How do I obtain a general expression for the probability of $m$ where $x+y=m$ (where $m$ is a non-negative integer).
On
You have $P(X=x,Y=y),$ the joint distribution of $X$ and $Y.$ This gives the probability that $(X,Y)$ is any ordered pair. Now you need to get the probability that $X+Y = z$ for any $z.$ Start by computing this for some value of $z.$ How about $z=0.$ There's only one way for $X+Y=0,$ namely $(X,Y) = (0,0),$ so $$P(Z=0) = P(X=0,Y=0) = e^{-(\mu_1+\mu_2)}.$$ That one's too easy. We'll skip to $z=2$. For this we can either have $(X,Y) = (2,0)$ or $(1,1)$ or $(0,2)$ so $$ P(Z=2) = P(X=2,Y=0) + P(X=1,Y=1)+ P(X=0,Y=2) \\=e^{-(\mu_1+\mu_2)}(\frac{1}{2}\mu_1^2 + \mu_1\mu_2 + \frac{1}{2}\mu_2^2) =e^{-(\mu_1+\mu_2)}\frac{(\mu_1+\mu_2)^2}{2}.$$
Now do it for three. If you think about how the answer looks you should be able to guess the right answer.

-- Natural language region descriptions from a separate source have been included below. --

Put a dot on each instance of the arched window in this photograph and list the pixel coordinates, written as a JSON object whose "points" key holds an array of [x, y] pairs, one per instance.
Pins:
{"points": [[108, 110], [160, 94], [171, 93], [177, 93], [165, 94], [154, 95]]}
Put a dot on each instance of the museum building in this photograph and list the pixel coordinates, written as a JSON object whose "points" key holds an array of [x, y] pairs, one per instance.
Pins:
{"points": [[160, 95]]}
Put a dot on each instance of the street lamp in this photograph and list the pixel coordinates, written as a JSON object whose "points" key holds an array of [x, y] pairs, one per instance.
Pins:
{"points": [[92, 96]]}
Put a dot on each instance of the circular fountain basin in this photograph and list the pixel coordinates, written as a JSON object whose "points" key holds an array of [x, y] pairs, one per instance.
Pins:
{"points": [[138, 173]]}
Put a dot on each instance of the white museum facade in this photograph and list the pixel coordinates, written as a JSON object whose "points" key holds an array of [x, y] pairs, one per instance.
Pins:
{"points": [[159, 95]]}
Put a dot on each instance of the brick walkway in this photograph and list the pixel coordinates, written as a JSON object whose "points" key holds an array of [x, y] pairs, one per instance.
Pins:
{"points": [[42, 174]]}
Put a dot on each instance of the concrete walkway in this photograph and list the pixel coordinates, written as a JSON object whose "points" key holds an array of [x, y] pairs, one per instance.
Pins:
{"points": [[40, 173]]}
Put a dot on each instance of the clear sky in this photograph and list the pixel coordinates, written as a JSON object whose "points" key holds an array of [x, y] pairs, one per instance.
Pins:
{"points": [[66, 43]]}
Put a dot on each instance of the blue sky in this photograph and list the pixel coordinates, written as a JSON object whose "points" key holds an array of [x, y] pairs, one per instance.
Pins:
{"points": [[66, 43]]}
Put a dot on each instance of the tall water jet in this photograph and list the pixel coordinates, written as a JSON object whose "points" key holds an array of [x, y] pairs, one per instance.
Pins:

In any event, generalizing the above example to an arbitrary $z,$ we can write $$ P(Z=z) = \sum_{n=0}^zP(X_1=z-n,X_2=n)\\= \sum_{n=0}^\infty e^{-(\mu_1+\mu_2)}\frac{\mu_1^{z-n}\mu_2^n}{(z-n)!n!}$$ so you just need to compute this sum. (Again you should be able to get some ideas from doing $z=2$ and $z=3$... also remembering things about the binomial formula will help.)
Define $M = X + Y$. I like to use upper case letters for random variables. Then:
$P(M=m)=P(X+Y=m)=\sum_xP(Y=m-x|X=x) P(X=x)$.
I hope the above helps give you a start with the problem.